Sinken nach der Leitzinssenkung jetzt die Bauzinsen?

Dazu Mirjam Mohr, Vertriebsvorständin bei Interhyp Gruppe:

„Unserer Meinung nach wird die Leitzinssenkung der EZB keine spürbaren Auswirkungen auf die langfristigen Kreditzinsen haben, weil die Finanzmärkte bereits bis zu drei Zinssenkungen um jeweils 0,25 Prozentpunkte in diesem Jahr eingepreist haben.“

Die Zinsen für 10-jährige Immobilienkredite liegen laut Interhyp-Angebotszinsen derzeit bei 3,70 Prozent (Stand: 6.6.2024).

Wo werden die Zinsen für 10-jährige Kredite voraussichtlich im Herbst 2024 liegen?
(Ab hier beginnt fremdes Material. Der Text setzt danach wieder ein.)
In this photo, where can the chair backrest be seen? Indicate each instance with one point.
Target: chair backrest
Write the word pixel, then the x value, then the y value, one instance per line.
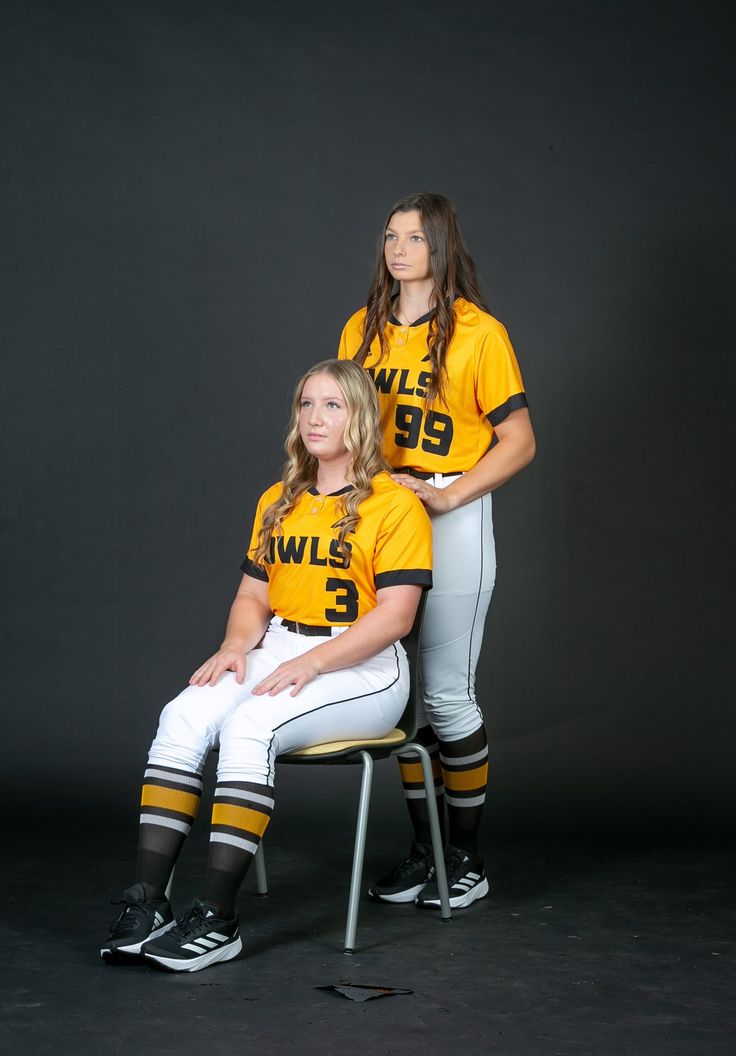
pixel 408 722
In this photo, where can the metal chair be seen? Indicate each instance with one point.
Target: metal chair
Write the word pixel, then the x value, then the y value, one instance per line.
pixel 347 752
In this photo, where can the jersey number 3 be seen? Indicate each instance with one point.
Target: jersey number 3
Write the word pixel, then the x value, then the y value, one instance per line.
pixel 437 429
pixel 345 601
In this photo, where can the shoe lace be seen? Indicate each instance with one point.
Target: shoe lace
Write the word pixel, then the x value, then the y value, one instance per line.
pixel 135 911
pixel 190 922
pixel 410 864
pixel 456 863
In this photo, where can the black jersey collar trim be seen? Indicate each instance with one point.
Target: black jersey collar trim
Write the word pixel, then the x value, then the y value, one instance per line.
pixel 313 491
pixel 417 322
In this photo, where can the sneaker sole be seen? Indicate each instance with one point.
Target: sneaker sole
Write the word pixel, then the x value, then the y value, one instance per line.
pixel 196 963
pixel 408 896
pixel 111 954
pixel 460 901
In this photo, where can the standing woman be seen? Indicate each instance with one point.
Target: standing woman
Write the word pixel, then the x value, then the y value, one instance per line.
pixel 338 558
pixel 455 428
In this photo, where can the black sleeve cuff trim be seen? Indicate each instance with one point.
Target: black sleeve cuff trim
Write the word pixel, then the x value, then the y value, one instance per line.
pixel 258 571
pixel 417 577
pixel 512 403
Dazu Mirjam Mohr, Vertriebsvorständin bei Interhyp Gruppe:

„Die monatlich von uns befragen Zinsexpertinnen- und Experten gehen mehrheitlich davon aus, dass das Zinsniveau in den kommenden Monaten auf gleichbleibendem Niveau in einem Korridor zwischen 3,5 und 4 Prozent für 10-jährige Darlehen liegen wird. Schwankungen sind dabei jederzeit möglich.“

Werden wir im zweiten Halbjahr 2024 weitere Leitzinssenkungen durch die EZB sehen?

Dazu Carsten Brzeski, Chefvolkswirt für Deutschland und Österreich der ING:

„Meiner Meinung nach werden im weiteren Verlauf des Jahres kaum weitere Zinssenkungen folgen. Die Gefahr einer Rückkehr der Inflation ist immer noch zu hoch.“

Werden die gefallenen Leitzinsen die Entwicklung der Immobilienpreise beeinflussen?
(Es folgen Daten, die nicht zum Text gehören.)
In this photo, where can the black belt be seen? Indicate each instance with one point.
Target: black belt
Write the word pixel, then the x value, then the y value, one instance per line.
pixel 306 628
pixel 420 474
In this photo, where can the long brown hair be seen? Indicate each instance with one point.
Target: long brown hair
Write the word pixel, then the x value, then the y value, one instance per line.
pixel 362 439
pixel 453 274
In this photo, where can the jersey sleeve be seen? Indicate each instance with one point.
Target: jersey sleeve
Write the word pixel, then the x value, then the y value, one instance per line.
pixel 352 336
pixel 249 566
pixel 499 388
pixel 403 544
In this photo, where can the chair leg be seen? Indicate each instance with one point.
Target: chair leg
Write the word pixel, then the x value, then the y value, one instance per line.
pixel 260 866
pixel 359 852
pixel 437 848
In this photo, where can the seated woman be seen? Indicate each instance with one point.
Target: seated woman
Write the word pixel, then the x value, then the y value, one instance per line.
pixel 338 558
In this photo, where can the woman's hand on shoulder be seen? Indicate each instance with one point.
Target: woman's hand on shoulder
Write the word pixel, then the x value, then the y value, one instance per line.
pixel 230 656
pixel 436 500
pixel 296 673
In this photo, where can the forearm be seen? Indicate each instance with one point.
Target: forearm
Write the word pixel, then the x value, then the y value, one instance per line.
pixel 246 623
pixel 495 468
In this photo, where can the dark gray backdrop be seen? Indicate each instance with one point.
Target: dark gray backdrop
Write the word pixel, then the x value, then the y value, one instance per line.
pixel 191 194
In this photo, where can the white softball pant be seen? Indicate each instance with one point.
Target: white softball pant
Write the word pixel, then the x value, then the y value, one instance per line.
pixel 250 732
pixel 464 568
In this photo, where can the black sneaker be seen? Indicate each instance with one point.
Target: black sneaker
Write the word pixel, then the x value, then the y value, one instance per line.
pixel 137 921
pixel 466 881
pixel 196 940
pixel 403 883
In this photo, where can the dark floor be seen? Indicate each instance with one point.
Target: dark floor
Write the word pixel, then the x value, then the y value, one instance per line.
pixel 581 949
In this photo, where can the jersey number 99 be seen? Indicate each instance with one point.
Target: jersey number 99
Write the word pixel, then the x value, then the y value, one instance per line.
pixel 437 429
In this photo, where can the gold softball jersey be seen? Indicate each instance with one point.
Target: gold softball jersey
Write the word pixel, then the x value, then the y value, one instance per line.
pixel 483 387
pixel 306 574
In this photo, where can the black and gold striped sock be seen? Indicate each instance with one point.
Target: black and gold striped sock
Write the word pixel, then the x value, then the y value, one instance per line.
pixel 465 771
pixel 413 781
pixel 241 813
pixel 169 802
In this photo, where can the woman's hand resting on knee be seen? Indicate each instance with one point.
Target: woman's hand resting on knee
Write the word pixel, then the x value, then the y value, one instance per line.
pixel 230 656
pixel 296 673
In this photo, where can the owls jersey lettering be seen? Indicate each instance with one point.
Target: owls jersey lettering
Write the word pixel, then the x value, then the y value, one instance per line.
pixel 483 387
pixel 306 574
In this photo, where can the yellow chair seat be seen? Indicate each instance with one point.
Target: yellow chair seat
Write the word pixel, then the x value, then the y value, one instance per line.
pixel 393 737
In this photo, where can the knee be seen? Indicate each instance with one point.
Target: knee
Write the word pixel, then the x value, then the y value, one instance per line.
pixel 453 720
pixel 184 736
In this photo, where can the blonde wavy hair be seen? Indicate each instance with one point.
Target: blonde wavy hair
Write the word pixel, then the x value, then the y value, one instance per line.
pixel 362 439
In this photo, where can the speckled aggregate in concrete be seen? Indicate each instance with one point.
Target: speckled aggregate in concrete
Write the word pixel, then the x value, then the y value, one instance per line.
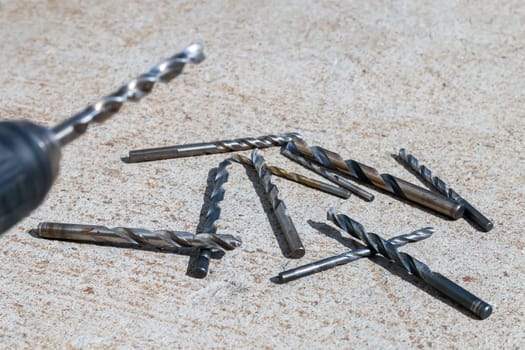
pixel 445 80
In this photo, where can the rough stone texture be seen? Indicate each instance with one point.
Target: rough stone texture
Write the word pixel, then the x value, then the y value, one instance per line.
pixel 445 80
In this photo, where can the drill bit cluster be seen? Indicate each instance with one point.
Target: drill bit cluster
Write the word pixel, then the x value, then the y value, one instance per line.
pixel 439 199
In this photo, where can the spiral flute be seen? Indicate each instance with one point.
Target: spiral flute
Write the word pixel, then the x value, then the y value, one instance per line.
pixel 295 246
pixel 199 149
pixel 425 174
pixel 134 91
pixel 136 237
pixel 290 152
pixel 345 258
pixel 412 265
pixel 303 180
pixel 199 267
pixel 386 182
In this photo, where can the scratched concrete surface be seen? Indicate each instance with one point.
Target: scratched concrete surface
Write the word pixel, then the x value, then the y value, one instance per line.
pixel 445 80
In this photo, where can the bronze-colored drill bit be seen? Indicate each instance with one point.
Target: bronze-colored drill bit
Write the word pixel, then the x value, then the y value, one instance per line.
pixel 386 182
pixel 295 246
pixel 425 174
pixel 303 180
pixel 415 267
pixel 135 237
pixel 204 148
pixel 199 266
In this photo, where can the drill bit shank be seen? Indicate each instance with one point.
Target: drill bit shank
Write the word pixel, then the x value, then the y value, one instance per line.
pixel 199 266
pixel 412 265
pixel 386 182
pixel 199 149
pixel 425 174
pixel 136 237
pixel 134 90
pixel 303 180
pixel 295 246
pixel 345 258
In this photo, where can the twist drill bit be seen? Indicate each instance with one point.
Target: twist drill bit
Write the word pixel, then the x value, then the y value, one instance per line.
pixel 291 153
pixel 425 174
pixel 289 231
pixel 345 258
pixel 133 91
pixel 199 267
pixel 136 237
pixel 386 182
pixel 199 149
pixel 412 265
pixel 303 180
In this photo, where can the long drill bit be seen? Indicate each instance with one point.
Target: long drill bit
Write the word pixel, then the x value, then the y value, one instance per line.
pixel 412 265
pixel 291 153
pixel 133 91
pixel 303 180
pixel 295 246
pixel 136 237
pixel 345 258
pixel 386 182
pixel 199 149
pixel 425 174
pixel 199 266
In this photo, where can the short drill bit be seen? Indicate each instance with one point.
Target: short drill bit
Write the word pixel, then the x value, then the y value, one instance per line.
pixel 345 258
pixel 133 91
pixel 199 149
pixel 290 152
pixel 199 266
pixel 425 174
pixel 386 182
pixel 412 265
pixel 295 246
pixel 303 180
pixel 136 237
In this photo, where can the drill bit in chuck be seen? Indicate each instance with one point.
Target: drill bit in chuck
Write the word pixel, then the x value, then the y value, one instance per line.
pixel 199 265
pixel 295 246
pixel 425 174
pixel 303 180
pixel 345 258
pixel 134 90
pixel 199 149
pixel 135 237
pixel 386 182
pixel 412 265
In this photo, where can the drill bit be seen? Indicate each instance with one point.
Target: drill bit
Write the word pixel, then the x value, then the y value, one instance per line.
pixel 425 174
pixel 134 90
pixel 386 182
pixel 303 180
pixel 295 246
pixel 198 267
pixel 290 152
pixel 412 265
pixel 345 258
pixel 135 237
pixel 199 149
Dazu Mirjam Mohr, Vertriebsvorständin bei Interhyp Gruppe:

„In Erwartung von Zinssenkungen durch die EZB haben die Bauzinsen bereits reagiert und sind Ende 2023 spürbar gesunken. Seitdem bewegen sie sich in einem Korridor zwischen 3,5 und 4 Prozent für zehnjährige Darlehen. Dieser Zinsabschwung hat auch die Nachfrage angekurbelt, was wiederum den Druck auf die Preise erhöht hat.

Die Daten unseres Interhyp-Immobilienindex zeigen, dass die Preise seit Jahresbeginn deutschlandweit um 1,5 Prozent gestiegen sind. Die Tendenz zeigt also leicht nach oben.“

Sollten Kaufinteressierte besser noch warten mit dem Immobilienkauf?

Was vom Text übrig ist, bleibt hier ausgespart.